The ASSERT statement tests the objective function, i.e., the hardware cost, and will stop if the hardware cost found is lower than or equal to the optimal solution. However, if ASSERT returns a true condition, i.e., the hardware cost is higher than the optimal solution, then the model-checking algorithm restarts and a new possible solution is generated and tested until the ASSERT generates a false condition. When the false condition occurs, the verification is concluded and ESBMC presents the counterexample that caused the condition to be broken. That is the point in which the solution is presented (minimum HW cost).

In the ESBMC algorithm, there is no need for adding slack variables in Eq. (5), which reduces the number of variables to be solved if compared to ILP and GA.

4.3 Multi-core ESBMC

4.3.1 Multi-core ESBMC with OpenMP (ESBMC-SS)

Typically, ESBMC verification runs are performed only in a single-core. If the processor provides $n$ processing cores, only one is used for the verification and the others remain idle. Thus, there is a significant unused hardware resource during this process.

To optimize the CPU resources utilization without modifying the underlying SMT solver, the Open Multi-Processing (OpenMP) library, as described in Dagum and Menon (1998), is used in this present work as a front-end for ESBMC. Fig. 6 shows our first approach called ESBMC sequential-search “ESBMC-SS”.

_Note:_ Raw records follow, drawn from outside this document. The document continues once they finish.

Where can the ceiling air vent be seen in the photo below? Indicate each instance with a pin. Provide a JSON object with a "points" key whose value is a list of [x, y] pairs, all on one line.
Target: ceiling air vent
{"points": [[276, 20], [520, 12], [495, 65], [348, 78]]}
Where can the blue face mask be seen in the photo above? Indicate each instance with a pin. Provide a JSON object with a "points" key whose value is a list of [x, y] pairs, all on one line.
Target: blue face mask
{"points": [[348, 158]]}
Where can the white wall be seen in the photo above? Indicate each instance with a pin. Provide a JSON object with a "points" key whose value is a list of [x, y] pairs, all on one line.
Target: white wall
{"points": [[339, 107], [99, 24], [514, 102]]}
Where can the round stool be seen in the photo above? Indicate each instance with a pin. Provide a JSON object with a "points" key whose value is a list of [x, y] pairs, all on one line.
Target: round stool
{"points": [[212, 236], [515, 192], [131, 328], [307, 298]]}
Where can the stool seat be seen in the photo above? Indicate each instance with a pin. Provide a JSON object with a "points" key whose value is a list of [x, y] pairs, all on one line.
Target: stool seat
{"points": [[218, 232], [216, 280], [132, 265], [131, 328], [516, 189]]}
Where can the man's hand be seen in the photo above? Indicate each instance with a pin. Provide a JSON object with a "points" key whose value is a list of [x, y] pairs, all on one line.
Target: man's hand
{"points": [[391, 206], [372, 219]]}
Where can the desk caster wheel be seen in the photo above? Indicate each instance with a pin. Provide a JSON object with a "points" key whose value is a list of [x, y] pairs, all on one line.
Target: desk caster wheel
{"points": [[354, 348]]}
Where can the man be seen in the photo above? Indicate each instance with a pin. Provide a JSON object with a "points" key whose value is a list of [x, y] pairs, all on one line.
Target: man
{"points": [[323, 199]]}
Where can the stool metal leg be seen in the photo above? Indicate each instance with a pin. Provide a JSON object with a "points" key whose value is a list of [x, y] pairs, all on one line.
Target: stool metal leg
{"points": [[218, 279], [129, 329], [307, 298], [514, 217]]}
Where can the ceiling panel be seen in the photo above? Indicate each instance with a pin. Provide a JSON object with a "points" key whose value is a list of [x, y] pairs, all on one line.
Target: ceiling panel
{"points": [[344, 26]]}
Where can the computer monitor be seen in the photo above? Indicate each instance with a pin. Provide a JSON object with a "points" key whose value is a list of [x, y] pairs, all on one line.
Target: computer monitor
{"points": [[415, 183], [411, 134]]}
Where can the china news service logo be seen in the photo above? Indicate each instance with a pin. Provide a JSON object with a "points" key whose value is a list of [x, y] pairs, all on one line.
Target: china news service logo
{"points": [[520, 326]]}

ESBMC-SS obtains the problem specification represented by an ANSI-C program. The HW-SW partitioning is violated, when the correct optimum value parameter (represented by $TipH \in \mathbb{N}$) is reached; ESBMC-SS starts a parallel region with different instances of ESBMC, based on the number of available processing cores. All these ESBMC instances run independently of each other, as shown in Fig. 6. Note
that there is no shared-memory (or message-passing) mechanism among threads. In particular, different threads are managed by the OpenMP API, which is responsible for managing the thread life-cycle: start, running, and dead states, using different values as condition. After executing $N$ instances, if there is no code violation, then ESBMC-SS starts new instances again; this represents a sequential-search on a multi-core environment. During the parallel region execution, if a violation is found in any running thread, then it presents a counterexample with the violation condition and the verification time. If all threads of the batch processing are terminated, then ESBMC-SS finishes its execution.

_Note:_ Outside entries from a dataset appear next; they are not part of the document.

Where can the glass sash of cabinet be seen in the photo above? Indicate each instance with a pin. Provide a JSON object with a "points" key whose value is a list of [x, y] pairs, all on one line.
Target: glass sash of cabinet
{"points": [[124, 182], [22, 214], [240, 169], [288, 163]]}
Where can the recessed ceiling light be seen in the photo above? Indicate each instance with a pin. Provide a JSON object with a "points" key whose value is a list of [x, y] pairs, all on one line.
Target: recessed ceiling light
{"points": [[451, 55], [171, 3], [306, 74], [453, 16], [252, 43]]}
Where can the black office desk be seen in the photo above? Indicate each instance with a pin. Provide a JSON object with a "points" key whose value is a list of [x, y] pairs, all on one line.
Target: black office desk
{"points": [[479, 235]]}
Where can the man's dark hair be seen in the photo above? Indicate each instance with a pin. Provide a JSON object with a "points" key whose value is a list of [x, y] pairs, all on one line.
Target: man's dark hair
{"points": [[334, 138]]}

4.3.2 Multi-core ESBMC with OpenMP using Workers (ESBMC-PS)

The previous parallelization is implemented by continuously forking ESBMC instances in a sequential manner until the first violation is found. However, since OpenMP only returns from a parallelized loop, when every forked thread finishes, some processing cores could remain idle for some time period.

In contrast to ESBMC-SS, where a new block of threads will be executed only if all threads in the previous execution were concluded, ESBMC-PS aims at removing the idle time from the parallel loops, by creating workers inside threads so that the next step is immediately executed, if there is a processing core available, as shown in Fig. 7. Note that there is no communication among workers, but each worker notifies the controller if a violation is found for its $\text{TipH}$ value.

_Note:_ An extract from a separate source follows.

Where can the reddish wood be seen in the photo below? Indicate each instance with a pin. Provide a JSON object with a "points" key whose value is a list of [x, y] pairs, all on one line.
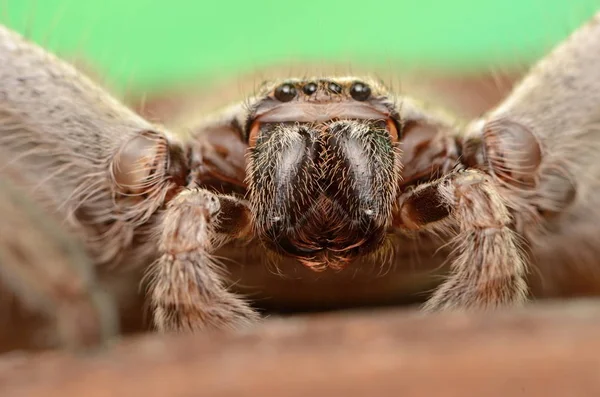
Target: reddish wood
{"points": [[547, 350]]}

4.3.3 Multi-core ESBMC with OpenMP using Binary Search (ESBMC-PB)

The most optimized approach applies a parallelized binary-search to reduce the amount of steps to be executed in order to find the optimal solution. A controller is designed to return the step to be executed so that the number of verification runs are substantially reduced. The parallelized binary search accomplishes this by splitting the domain of possible values into intervals and then by returning the middle of the largest interval so that two new intervals are created.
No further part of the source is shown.